«Mitad libre, mitad esclavo»

Si no hubiera percibido con consternación el imparable avance de las fuerzas esclavistas y la alarmante contaminación por esa doctrina odiosa de algunos estados en los que hasta ese momento se la había mantenido a raya, Abraham Lincoln probablemente nunca habría contribuido a crear el Partido Republicano ni habría dado ninguno de los demás pasos decisivos de su carrera política.

Estando dedicado con gran éxito a la práctica privada de la abogacía, fueron una sentencia del Tribunal Supremo de los Estados Unidos y sus consecuencias en la estabilidad territorial y los derechos de las personas las que le sacaron de sus casillas y de una especie de autoimpuesto exilio interior. La sentencia llegó en marzo del 57 cuando la sala presidida por el juez Taney falló contra la solicitud de un esclavo llamado Dred Scott que alegaba que, al haber sido trasladado por su amo sureño a uno de los nuevos estados del Oeste en los que -en virtud del denominado compromiso de Misuri- la esclavitud no era legal, él debía quedar automáticamente en libertad.

La resolución de la Corte Suprema era tan categórica y terrible que ni siquiera reconocía al apelante legitimación alguna para recurrir a la Justicia, pues establecía que los negros son «seres de un orden inferior... indignos de asociarse en su conjunto con la raza blanca» y, por lo tanto, ninguno de ellos era poseedor de «derechos que el hombre blanco esté obligado a respetar». Esa era la verdad judicial hace sólo 150 años.

El siguiente paso, fruto de tal lógica infernal, fue la declaración de inconstitucionalidad del compromiso de Misuri y la apertura de los nuevos territorios de Arkansas y Nebraska al contagio del cáncer que corroía los estados del Sur. Lincoln, que comparaba a los amos de esclavos con «vacas hambrientas», dispuestas a devorar todos los pastos si se les abrían «las verjas de sus cercados», consideró que la situación se había vuelto insoportable y logró ser nominado candidato de los republicanos de Illinois al Senado federal.

Su discurso de aceptación ha quedado -junto con la oración fúnebre de Gettysburg y su segundo Mensaje Inaugural- como uno de los tres más importantes de su vida. Lo redactó apuntando a ratos sus ideas en trozos de papel que iba numerando y guardando en el forro del sombrero y lo pronunció en Springfield en la noche del 16 de junio de 1858. Su principal planteamiento estaba inspirado en un pasaje del Evangelio de San Mateo: «Una casa dividida en su interior no puede prevalecer». Y su corolario, dedicado al presidente Buchanan, caracterizado por su tibia condescendencia con el esclavismo, adquirió tintes proféticos para el futuro de la Unión: «Estoy convencido de que este Gobierno no podrá continuar permanentemente siendo mitad libre y mitad esclavo. Antes o después, todo él se convertirá en una cosa o en la otra».

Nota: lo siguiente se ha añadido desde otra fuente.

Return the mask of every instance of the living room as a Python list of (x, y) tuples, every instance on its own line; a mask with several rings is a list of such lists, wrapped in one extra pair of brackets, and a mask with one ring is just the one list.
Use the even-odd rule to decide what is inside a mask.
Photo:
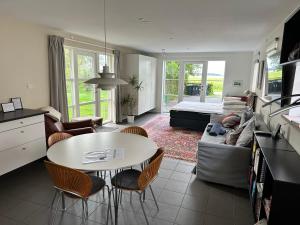
[(0, 224), (298, 224), (299, 6), (2, 1)]

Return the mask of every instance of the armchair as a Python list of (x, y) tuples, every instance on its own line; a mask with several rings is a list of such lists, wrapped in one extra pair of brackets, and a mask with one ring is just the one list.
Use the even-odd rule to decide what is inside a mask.
[[(51, 111), (52, 110), (54, 109), (51, 109)], [(53, 116), (50, 110), (47, 111), (49, 111), (49, 113), (45, 114), (46, 140), (48, 140), (51, 134), (57, 132), (64, 132), (73, 136), (95, 132), (92, 120), (83, 120), (78, 122), (61, 122), (59, 118), (59, 112), (55, 110), (58, 114), (56, 114), (56, 116)]]

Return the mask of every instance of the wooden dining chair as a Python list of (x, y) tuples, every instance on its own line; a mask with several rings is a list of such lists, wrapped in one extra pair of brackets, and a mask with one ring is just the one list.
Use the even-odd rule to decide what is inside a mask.
[(57, 195), (60, 195), (57, 198), (55, 214), (52, 216), (51, 224), (54, 224), (55, 222), (55, 216), (58, 211), (60, 199), (62, 200), (62, 209), (66, 210), (64, 195), (71, 198), (79, 198), (82, 200), (82, 220), (85, 224), (88, 219), (88, 198), (91, 195), (96, 194), (100, 190), (104, 189), (105, 187), (108, 191), (108, 209), (106, 218), (106, 224), (108, 224), (109, 214), (112, 216), (110, 203), (111, 192), (104, 179), (96, 176), (90, 176), (79, 170), (71, 169), (49, 161), (44, 162), (48, 173), (54, 183), (55, 189), (55, 195), (51, 203), (51, 209), (53, 209), (53, 205), (55, 203)]
[(57, 132), (57, 133), (51, 134), (48, 138), (48, 146), (51, 147), (55, 143), (62, 141), (64, 139), (70, 138), (70, 137), (73, 137), (73, 135), (64, 133), (64, 132)]
[(126, 127), (124, 129), (122, 129), (121, 132), (129, 133), (129, 134), (137, 134), (137, 135), (141, 135), (144, 137), (148, 137), (147, 131), (144, 128), (138, 127), (138, 126)]
[[(146, 188), (150, 188), (157, 210), (159, 210), (158, 203), (156, 201), (154, 192), (151, 187), (151, 183), (155, 180), (158, 174), (158, 170), (163, 159), (164, 150), (159, 148), (154, 156), (151, 158), (149, 164), (142, 170), (128, 169), (117, 173), (111, 179), (113, 188), (117, 188), (124, 191), (136, 192), (139, 194), (139, 201), (146, 222), (149, 225), (149, 221), (143, 205), (143, 194)], [(116, 198), (116, 196), (115, 196)], [(114, 199), (115, 204), (118, 204), (118, 199)]]

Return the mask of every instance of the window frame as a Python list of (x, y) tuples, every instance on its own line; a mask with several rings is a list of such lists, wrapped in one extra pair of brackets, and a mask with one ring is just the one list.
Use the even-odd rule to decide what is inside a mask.
[[(108, 107), (108, 115), (109, 117), (104, 119), (104, 123), (109, 123), (114, 120), (115, 116), (115, 94), (113, 90), (110, 90), (110, 97), (106, 99), (101, 99), (101, 90), (100, 89), (95, 89), (93, 87), (93, 92), (94, 92), (94, 100), (93, 101), (87, 101), (87, 102), (80, 102), (79, 99), (79, 84), (81, 81), (85, 81), (85, 79), (79, 78), (79, 72), (78, 72), (78, 56), (83, 55), (83, 56), (90, 56), (93, 58), (93, 74), (96, 77), (96, 73), (98, 71), (101, 71), (102, 65), (100, 65), (100, 56), (104, 55), (104, 52), (100, 51), (91, 51), (87, 49), (80, 49), (72, 46), (64, 46), (65, 49), (68, 49), (70, 51), (70, 77), (66, 77), (66, 82), (70, 82), (72, 86), (72, 105), (69, 105), (68, 102), (68, 110), (72, 111), (72, 118), (74, 117), (80, 117), (80, 107), (85, 106), (85, 105), (94, 105), (94, 115), (97, 117), (103, 117), (101, 115), (101, 103), (102, 102), (108, 102), (109, 107)], [(114, 58), (113, 54), (107, 53), (107, 62), (110, 68), (113, 70), (113, 64), (114, 64)], [(96, 72), (97, 71), (97, 72)], [(70, 118), (70, 116), (69, 116)]]

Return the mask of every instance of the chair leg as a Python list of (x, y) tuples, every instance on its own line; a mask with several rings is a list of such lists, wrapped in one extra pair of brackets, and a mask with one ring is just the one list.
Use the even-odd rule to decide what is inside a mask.
[(55, 189), (55, 193), (54, 193), (54, 196), (53, 196), (53, 199), (52, 199), (52, 202), (51, 202), (51, 207), (50, 207), (50, 209), (51, 209), (51, 210), (53, 209), (53, 205), (54, 205), (54, 202), (55, 202), (55, 199), (56, 199), (57, 193), (58, 193), (58, 190), (57, 190), (57, 189)]
[(132, 203), (132, 191), (130, 192), (130, 203)]
[(62, 206), (62, 210), (66, 211), (65, 194), (63, 192), (61, 192), (61, 206)]
[(111, 191), (109, 190), (109, 187), (107, 187), (107, 192), (108, 192), (108, 206), (107, 206), (107, 215), (106, 215), (106, 225), (108, 225), (108, 219), (109, 219), (109, 215), (110, 215), (110, 219), (112, 221), (112, 212), (111, 212)]
[(85, 206), (84, 206), (83, 199), (81, 199), (81, 205), (82, 205), (82, 224), (85, 224), (86, 218), (85, 218)]
[(140, 195), (139, 199), (140, 199), (141, 207), (142, 207), (142, 210), (143, 210), (143, 214), (145, 216), (147, 225), (149, 225), (149, 221), (148, 221), (148, 218), (147, 218), (147, 215), (146, 215), (146, 211), (145, 211), (145, 208), (144, 208), (144, 203), (142, 201), (143, 193), (141, 193), (139, 195)]
[[(61, 193), (60, 193), (61, 194)], [(61, 198), (57, 198), (57, 201), (56, 201), (56, 205), (55, 205), (55, 209), (54, 209), (54, 214), (52, 214), (52, 210), (50, 211), (50, 213), (52, 214), (52, 217), (50, 218), (50, 225), (53, 225), (55, 224), (55, 218), (57, 216), (57, 212), (58, 212), (58, 205), (59, 205), (59, 202), (60, 202), (60, 199)]]
[(150, 188), (150, 191), (151, 191), (152, 197), (153, 197), (153, 199), (154, 199), (154, 202), (155, 202), (156, 208), (157, 208), (157, 210), (159, 210), (159, 207), (158, 207), (158, 204), (157, 204), (157, 201), (156, 201), (156, 198), (155, 198), (155, 195), (154, 195), (154, 192), (153, 192), (153, 190), (152, 190), (152, 187), (151, 187), (151, 185), (149, 185), (149, 188)]

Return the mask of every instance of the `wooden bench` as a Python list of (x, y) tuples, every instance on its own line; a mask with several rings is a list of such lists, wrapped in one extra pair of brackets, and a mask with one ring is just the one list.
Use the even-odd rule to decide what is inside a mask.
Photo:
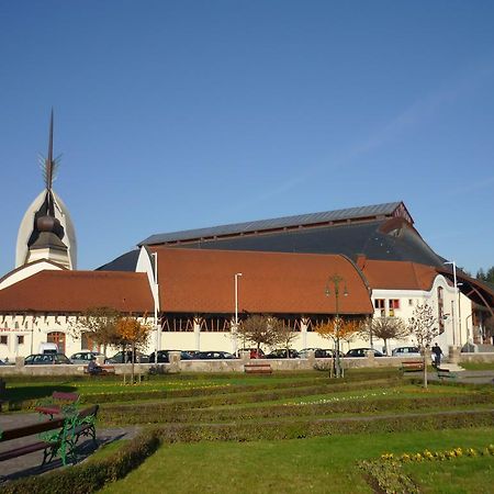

Desde que el último desafío etarra, a través del flagrante caballo de Troya de la vetusta Acción Nacionalista Vasca, ha sido solventado por Zapatero y su mayoría judicial mediante el salomónico procedimiento de partir la criatura electoral por la mitad, aceptando un centenar de listas y rechazando otras tantas, no se me quitan esas palabras de Lincoln de la cabeza porque yo también estoy seguro de que ni nuestro Gobierno ni nuestro Estado de Derecho podrán perpetuar su actual ambigüedad durante mucho tiempo.

Aunque algunos, empezando por el propio jefe del Estado, parecen apostar por la doctrina del empate infinito, a ver si a base de pasarnos la vida «intentándolo» se nos termina por olvidar incluso que existe un órdago terrorista pendiente de resolver, yo tengo claro que la sociedad española no continuará durante mucho tiempo «mitad libre, mitad esclava» de la coacción de esa banda y sus acólitos; y debo reconocer que cada día me resulta más difícil conservar el optimismo.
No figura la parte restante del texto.